Histograms tell you size and frequency but they don’t tell you structure. Structure is what you really want to know. Once you identify a particular structure within a market, you can then build a trading system around it.

Alex// Dec 10, 2009 at 4:07 pm@Trey: I agree with you (have been already commenting in this direction in a previous post of Jez).

Can you specify what you mean by structure?

Jez// Dec 11, 2009 at 4:50 amI think I “got you” now and see what you are saying.

For me, one of the main characeristics of trend following is that it is a strategy that cuts your losses short and let your winners run. From that point of view only (ie ignoring the “trend entry” part of trend following, if you will), a high kurtosis will ensure that large or very large winners occur at a “higher than normal” frequency (ie fat-tail ends of return distributions). Looking at this argument only, random entries with SL but no TP should provide profitable returns.

Note that I have not verified that theory by doing a proper analytical research but this sounds logical to me (and seems confirmed by Trend Followers themselves).

However, this makes a big assumption: that the losses that might result from whipsawing in a trend following system do not outweigh the gains from venturing in the fat-tails. And I believe this is the point you are trying to make with the importance of the direction of volatile moves: if they tend to “move back and forth at very high levels” this will have a detrimental effect to the TF performance system.

Maybe, an additional calculation of the Hurst coefficient/fractal dimension in the time series would help quantify the whipsawing?

Happy to continue the discussion (and hear if you think that does not make sense) as it helps refine my understanding.

Trey// Dec 12, 2009 at 8:45 amAlex – For example, two structures of volatility are clustering and mean-reversion. This leads to two states of volatility, high and low, which could then be incorporated into a strategy, as opposed to a strategy which trades volatility as singular state. Structure isn’t always profitably tradable though.

Jez – Yes.

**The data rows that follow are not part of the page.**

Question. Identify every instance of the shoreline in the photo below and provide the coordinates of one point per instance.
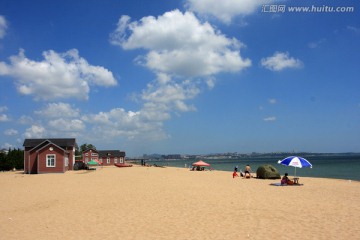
(174, 203)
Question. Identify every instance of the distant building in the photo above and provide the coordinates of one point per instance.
(106, 157)
(50, 155)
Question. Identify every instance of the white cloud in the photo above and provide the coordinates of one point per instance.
(25, 120)
(66, 125)
(225, 10)
(270, 119)
(35, 131)
(10, 132)
(280, 61)
(7, 146)
(3, 108)
(3, 26)
(64, 75)
(272, 101)
(4, 118)
(120, 123)
(179, 44)
(316, 44)
(56, 110)
(171, 94)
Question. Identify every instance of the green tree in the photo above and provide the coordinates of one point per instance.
(84, 147)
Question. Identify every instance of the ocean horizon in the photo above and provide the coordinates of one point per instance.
(345, 167)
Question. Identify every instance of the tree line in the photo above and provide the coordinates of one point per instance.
(13, 159)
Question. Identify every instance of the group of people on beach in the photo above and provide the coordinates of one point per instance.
(285, 180)
(245, 174)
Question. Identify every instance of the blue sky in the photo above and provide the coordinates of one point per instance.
(186, 76)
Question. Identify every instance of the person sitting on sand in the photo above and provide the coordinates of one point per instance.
(247, 171)
(286, 181)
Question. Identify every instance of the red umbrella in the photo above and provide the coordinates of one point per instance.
(201, 164)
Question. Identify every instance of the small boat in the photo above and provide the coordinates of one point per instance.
(122, 165)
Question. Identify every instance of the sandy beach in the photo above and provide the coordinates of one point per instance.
(174, 203)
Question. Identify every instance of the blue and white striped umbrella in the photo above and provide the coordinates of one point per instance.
(294, 161)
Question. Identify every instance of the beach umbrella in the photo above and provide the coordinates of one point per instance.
(93, 163)
(297, 162)
(201, 164)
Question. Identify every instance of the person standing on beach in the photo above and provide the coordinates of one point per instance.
(247, 171)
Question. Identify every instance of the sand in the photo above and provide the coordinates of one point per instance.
(174, 203)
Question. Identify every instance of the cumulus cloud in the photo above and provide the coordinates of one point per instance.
(280, 61)
(4, 118)
(3, 26)
(225, 10)
(120, 123)
(272, 101)
(270, 119)
(10, 132)
(56, 110)
(58, 76)
(3, 108)
(179, 44)
(35, 131)
(66, 125)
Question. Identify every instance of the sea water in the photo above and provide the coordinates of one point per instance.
(338, 166)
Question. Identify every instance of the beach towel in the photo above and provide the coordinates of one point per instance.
(285, 185)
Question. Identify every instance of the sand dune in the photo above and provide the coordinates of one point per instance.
(174, 203)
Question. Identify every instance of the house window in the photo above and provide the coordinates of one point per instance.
(50, 160)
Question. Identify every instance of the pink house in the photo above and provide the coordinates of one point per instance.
(106, 157)
(51, 155)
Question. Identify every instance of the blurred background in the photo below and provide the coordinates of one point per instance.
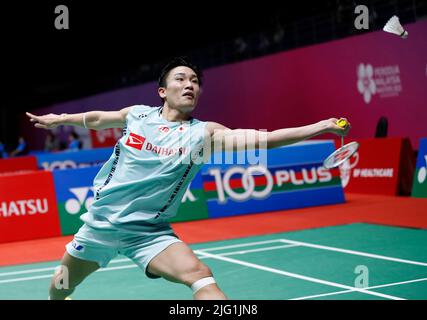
(110, 46)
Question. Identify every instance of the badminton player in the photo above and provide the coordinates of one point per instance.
(141, 186)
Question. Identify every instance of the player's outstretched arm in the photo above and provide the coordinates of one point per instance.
(96, 120)
(241, 139)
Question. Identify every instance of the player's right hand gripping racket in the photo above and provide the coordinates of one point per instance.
(342, 154)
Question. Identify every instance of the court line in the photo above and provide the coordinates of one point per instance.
(127, 266)
(358, 253)
(295, 275)
(368, 288)
(4, 274)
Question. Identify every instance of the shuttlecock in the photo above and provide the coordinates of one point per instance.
(393, 26)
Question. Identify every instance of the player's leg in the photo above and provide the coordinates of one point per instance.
(69, 275)
(178, 263)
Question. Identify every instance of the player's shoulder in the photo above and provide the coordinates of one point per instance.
(211, 127)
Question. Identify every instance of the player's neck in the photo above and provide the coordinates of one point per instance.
(174, 115)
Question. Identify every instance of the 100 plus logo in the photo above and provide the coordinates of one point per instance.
(257, 182)
(83, 198)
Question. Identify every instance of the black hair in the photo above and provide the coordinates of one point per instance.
(178, 62)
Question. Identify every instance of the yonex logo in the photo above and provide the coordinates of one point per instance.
(135, 141)
(422, 173)
(73, 206)
(77, 246)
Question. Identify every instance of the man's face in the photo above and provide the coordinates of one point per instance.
(182, 89)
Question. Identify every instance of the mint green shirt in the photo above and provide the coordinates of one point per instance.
(141, 186)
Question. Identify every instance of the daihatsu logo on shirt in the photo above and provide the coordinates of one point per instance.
(135, 141)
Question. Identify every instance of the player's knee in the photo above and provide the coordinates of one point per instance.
(62, 280)
(198, 271)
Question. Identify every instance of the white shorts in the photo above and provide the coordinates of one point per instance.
(101, 246)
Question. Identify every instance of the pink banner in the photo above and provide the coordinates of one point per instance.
(362, 78)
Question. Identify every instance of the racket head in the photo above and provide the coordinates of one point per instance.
(339, 156)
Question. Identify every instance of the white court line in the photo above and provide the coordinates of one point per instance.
(131, 265)
(358, 253)
(294, 275)
(368, 288)
(126, 259)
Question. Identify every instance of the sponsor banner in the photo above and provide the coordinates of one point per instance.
(378, 167)
(419, 188)
(105, 138)
(27, 163)
(74, 195)
(28, 207)
(293, 178)
(193, 204)
(74, 159)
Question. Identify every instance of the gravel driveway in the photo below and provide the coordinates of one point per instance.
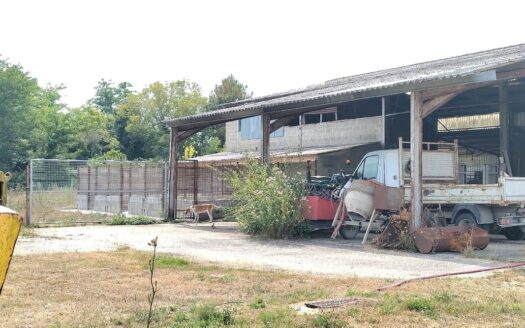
(225, 244)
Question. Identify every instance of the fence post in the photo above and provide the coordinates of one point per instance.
(29, 193)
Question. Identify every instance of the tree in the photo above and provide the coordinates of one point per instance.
(211, 140)
(17, 94)
(140, 119)
(108, 97)
(229, 90)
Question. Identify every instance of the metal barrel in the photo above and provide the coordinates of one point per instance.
(450, 239)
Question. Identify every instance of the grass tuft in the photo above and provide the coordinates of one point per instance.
(367, 293)
(165, 261)
(421, 305)
(257, 303)
(327, 320)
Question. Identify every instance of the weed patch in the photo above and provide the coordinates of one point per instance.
(306, 295)
(367, 293)
(421, 305)
(164, 261)
(257, 303)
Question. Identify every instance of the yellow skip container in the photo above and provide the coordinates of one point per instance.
(9, 229)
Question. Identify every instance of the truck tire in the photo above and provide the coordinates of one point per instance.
(466, 219)
(348, 231)
(513, 233)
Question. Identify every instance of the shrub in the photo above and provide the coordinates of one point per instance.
(268, 204)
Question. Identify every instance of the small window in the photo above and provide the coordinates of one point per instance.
(371, 167)
(312, 118)
(328, 117)
(295, 121)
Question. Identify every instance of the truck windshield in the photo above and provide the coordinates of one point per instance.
(370, 167)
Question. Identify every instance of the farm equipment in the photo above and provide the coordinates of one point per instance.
(9, 229)
(497, 208)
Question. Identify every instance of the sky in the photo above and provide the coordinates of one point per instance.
(269, 45)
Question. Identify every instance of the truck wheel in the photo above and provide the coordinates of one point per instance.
(513, 233)
(466, 219)
(348, 232)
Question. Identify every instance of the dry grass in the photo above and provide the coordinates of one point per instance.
(110, 289)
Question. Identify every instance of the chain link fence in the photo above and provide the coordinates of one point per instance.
(79, 191)
(93, 191)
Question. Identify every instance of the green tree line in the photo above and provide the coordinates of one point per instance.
(118, 123)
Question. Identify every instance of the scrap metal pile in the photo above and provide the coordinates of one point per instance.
(435, 237)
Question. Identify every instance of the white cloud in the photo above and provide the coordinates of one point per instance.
(269, 45)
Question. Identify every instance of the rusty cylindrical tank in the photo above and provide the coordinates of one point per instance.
(360, 198)
(452, 238)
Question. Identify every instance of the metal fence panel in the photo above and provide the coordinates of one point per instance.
(78, 191)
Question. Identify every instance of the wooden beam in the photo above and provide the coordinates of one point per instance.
(275, 125)
(416, 157)
(182, 135)
(265, 140)
(172, 172)
(432, 105)
(504, 122)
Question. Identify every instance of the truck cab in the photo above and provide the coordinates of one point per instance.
(498, 208)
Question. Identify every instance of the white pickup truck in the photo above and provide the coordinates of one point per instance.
(497, 207)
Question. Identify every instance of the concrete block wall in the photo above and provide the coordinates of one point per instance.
(82, 202)
(327, 134)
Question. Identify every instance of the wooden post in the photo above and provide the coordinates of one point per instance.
(265, 141)
(504, 125)
(383, 121)
(172, 186)
(121, 170)
(90, 196)
(416, 157)
(195, 182)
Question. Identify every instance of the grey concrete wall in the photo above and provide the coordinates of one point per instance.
(328, 134)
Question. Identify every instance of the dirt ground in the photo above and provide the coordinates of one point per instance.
(110, 289)
(225, 244)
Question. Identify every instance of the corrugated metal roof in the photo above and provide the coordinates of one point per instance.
(385, 82)
(231, 156)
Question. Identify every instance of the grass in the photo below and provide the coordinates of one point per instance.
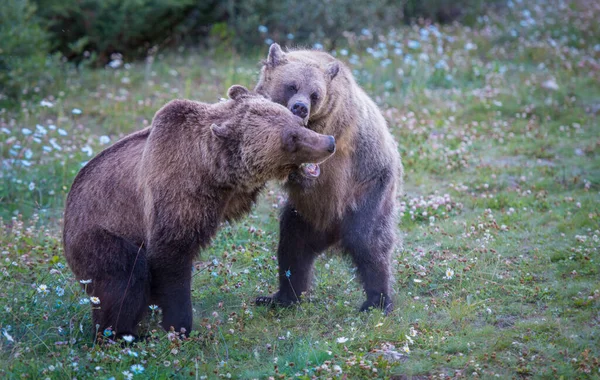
(498, 274)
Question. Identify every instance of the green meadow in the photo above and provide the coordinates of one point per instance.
(498, 275)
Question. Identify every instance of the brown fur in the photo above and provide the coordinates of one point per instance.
(352, 203)
(138, 213)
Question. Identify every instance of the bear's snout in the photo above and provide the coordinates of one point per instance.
(300, 109)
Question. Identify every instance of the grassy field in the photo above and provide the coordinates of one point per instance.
(498, 277)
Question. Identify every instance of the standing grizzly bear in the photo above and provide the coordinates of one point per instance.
(138, 213)
(352, 202)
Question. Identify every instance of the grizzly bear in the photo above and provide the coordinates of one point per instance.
(138, 213)
(348, 202)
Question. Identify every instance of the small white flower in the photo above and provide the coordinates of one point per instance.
(87, 150)
(406, 348)
(7, 335)
(43, 289)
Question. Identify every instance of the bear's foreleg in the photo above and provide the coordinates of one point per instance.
(369, 235)
(299, 245)
(171, 273)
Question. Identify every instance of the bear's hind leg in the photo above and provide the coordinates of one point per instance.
(171, 289)
(121, 284)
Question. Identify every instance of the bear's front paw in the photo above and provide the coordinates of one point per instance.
(274, 300)
(383, 303)
(263, 301)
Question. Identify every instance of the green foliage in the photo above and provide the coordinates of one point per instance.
(312, 20)
(129, 27)
(24, 62)
(498, 277)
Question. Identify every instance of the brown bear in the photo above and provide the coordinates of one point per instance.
(138, 213)
(352, 203)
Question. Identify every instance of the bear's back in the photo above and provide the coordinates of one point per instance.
(105, 191)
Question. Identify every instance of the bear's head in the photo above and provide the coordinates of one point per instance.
(300, 80)
(265, 140)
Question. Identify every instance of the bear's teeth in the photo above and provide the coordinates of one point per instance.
(311, 170)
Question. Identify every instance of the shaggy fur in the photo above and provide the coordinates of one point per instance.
(352, 204)
(138, 213)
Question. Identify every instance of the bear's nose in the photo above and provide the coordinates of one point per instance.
(300, 109)
(331, 148)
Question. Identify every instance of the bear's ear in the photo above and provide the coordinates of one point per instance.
(276, 56)
(236, 91)
(332, 69)
(221, 131)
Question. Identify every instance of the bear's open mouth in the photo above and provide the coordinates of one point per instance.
(310, 170)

That is correct. Non-directional states tend to outnumber trends which can often lead to ruin.

Stops are a function of the strategy, not the market. Cutting your losses short is a great saying but I think it’s devoid of any real meaning. It’s way too general. Performing a simulation with random entries is a great exercise. Use a stop, run 10,000 simulations of about 300 random entry trades. Perform it on real data and simulated data. With the simulated data, you can alter the drift and volatility.

There is direction and there is volatility. Step one is quantifying them. Step 2 is then determining if there a relationship between them. Correlation is good place to start but it only measures linear dependency. Don’t forget that correlation isn’t causation. Also, if the relationship is non-linear, correlation won’t capture that.

Trading is statistics and time series analysis. I’m amazed how many “trading books” fail to cover these relevant topics.